LEBANON: U.S. Assistant Secretary of State for Population, Refugees and Migration Anne Richard, tells Reuters that she is urging Gulf states and fast-growing BRICS economies to increase funds to cope with Syria's refugee crisis
Record ID:
274414
LEBANON: U.S. Assistant Secretary of State for Population, Refugees and Migration Anne Richard, tells Reuters that she is urging Gulf states and fast-growing BRICS economies to increase funds to cope with Syria's refugee crisis
- Title: LEBANON: U.S. Assistant Secretary of State for Population, Refugees and Migration Anne Richard, tells Reuters that she is urging Gulf states and fast-growing BRICS economies to increase funds to cope with Syria's refugee crisis
- Date: 27th June 2013
- Summary: BEIRUT, LEBANON (JUNE 27, 2013) (REUTERS) U.S. ASSISTANT SECRETARY OF STATE FOR POPULATION, REFUGEES AND MIGRATION ANNE RICHARD, DURING INTERVIEW WITH REUTERS VARIOUS OF RICHARD SEATED (SOUNDBITE) (English) U.S. ASSISTANT SECRETARY OF STATE FOR POPULATION, REFUGEES AND MIGRATION, ANNE RICHARD, SAYING: "I was hopeful initially that if there were a possibility for achieving
- Embargoed: 12th July 2013 13:00
- Keywords:
- Location: Lebanon
- Country: Lebanon
- Topics: Conflict,International Relations,Economy,Politics
- Reuters ID: LVA16UHVYMPFF2L6DG1KMLQJVS8E
- Story Text: Gulf Arab states and the fast-emerging BRICS economies should do more to address a likely funding shortfall of billions of dollars for Syrian aid efforts, a senior United States official said on Thursday (June 27).
Describing Syria as an "overwhelming and fast-moving humanitarian catastrophe", Assistant Secretary of State Anne Richard said the accelerating pace of the crisis presented an almost unprecedented challenge.
"I was hopeful initially that if there were a possibility for achieving some sort of peace settlement last year in 2012, the refugees could go home and instead we see the numbers continue to grow. We now have 1.6 million refugees in the neighboring countries and we have at least four million people displaced inside Syria. The number affected and in need of aid is millions more and it's a real, real crisis that we all seem to be running to keep up with," Richard told Reuters in an interview at the U.S. embassy in Beirut The flood of refugees has left the small populations of Lebanon and Jordan struggling to cope, as the two-year conflict between President Bashar al-Assad and rebels drags on.
The United Nations expects the refugee numbers to double by the end of the year and says 10 million will need help. It has launched its biggest ever aid effort in response, seeking five billion U.S. dollars to cover operations for the second half of the year.

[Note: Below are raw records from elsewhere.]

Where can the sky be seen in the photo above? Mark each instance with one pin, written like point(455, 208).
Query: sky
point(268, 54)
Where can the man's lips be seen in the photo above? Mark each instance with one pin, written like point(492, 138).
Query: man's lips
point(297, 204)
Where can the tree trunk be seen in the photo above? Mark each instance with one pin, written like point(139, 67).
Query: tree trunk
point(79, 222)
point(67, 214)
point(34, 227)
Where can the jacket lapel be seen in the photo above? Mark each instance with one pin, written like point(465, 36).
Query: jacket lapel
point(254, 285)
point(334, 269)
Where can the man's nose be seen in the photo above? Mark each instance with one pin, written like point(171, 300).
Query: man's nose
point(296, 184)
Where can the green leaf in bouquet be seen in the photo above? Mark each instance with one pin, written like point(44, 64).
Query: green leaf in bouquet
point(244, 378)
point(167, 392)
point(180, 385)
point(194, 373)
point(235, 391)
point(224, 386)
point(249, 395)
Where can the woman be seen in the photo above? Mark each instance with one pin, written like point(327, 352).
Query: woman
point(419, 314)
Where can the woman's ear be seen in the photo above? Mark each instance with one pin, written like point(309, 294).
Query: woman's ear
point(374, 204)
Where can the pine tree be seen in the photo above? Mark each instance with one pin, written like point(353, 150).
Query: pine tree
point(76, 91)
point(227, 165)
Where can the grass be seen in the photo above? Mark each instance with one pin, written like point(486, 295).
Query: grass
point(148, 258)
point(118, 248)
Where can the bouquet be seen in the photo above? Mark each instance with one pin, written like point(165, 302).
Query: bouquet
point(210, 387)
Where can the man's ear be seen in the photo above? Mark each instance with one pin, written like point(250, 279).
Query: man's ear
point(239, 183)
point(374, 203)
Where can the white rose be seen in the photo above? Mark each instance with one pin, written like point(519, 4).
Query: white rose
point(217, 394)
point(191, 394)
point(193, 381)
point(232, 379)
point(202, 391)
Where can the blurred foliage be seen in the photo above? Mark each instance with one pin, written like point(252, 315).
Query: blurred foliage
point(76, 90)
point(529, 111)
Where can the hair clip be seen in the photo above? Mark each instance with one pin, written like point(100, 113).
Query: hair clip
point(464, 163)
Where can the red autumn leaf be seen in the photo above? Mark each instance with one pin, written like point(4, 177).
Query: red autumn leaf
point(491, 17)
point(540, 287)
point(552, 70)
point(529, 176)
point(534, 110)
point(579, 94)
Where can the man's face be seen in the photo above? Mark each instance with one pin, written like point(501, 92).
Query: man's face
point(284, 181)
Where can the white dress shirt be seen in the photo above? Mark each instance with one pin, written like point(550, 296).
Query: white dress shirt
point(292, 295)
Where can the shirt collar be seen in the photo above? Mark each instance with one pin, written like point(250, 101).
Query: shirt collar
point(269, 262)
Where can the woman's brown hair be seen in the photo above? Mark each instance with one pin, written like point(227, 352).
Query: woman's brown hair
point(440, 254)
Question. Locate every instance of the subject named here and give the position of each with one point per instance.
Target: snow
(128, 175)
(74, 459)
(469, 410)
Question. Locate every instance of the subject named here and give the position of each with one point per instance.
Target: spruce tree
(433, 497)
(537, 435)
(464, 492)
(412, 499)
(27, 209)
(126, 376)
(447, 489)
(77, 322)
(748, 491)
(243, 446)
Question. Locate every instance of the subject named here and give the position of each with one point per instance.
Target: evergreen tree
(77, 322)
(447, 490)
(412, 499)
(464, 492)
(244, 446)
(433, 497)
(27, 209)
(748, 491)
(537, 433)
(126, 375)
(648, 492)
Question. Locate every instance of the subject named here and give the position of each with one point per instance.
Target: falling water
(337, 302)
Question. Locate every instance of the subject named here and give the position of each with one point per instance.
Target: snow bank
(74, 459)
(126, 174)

But its more modest appeal for the first six months of the year was significantly underfunded, raising questions over prospects for meeting the latest target.
"Traditional donors in Europe feel the weight of economic problems. I think the world looks to the Gulf states to be new donors, emerging donors, non-traditional donors... Traditionally the Gulf states prefer to provide assistance bilaterally and sometimes prefer to provide in kind assistance. So when I go and ask them to write a cheque to the United Nations that represents a departure from their preferred methods of doing things in the past but we are in fact approaching countries - the BRICS and the Gulf countries, asking them to do more," said Richard.
According to United Nations figures the BRICS countries of Brazil, Russia, India, China and South Africa contributed just 9.3 million USD out of a total of nearly 2.1 billion USD so far this year to U.N. and other aid organisations for the Syria crisis.
Richard singled out Kuwait for delivering on a pledge of 300 million USD earlier this year, and for handing it over to the United Nations so that it was part of a coordinated international assistance.
The United States pledged 300 million USD in humanitarian assistance earlier this month, bringing its total contribution since the start of the conflict to 815 million USD.
Richard, Assistant Secretary for population, refugees and migration, was speaking during a visit to Lebanon whose four million people host a Syrian refugee population which officially stands at half a million and may be closer to 1 million.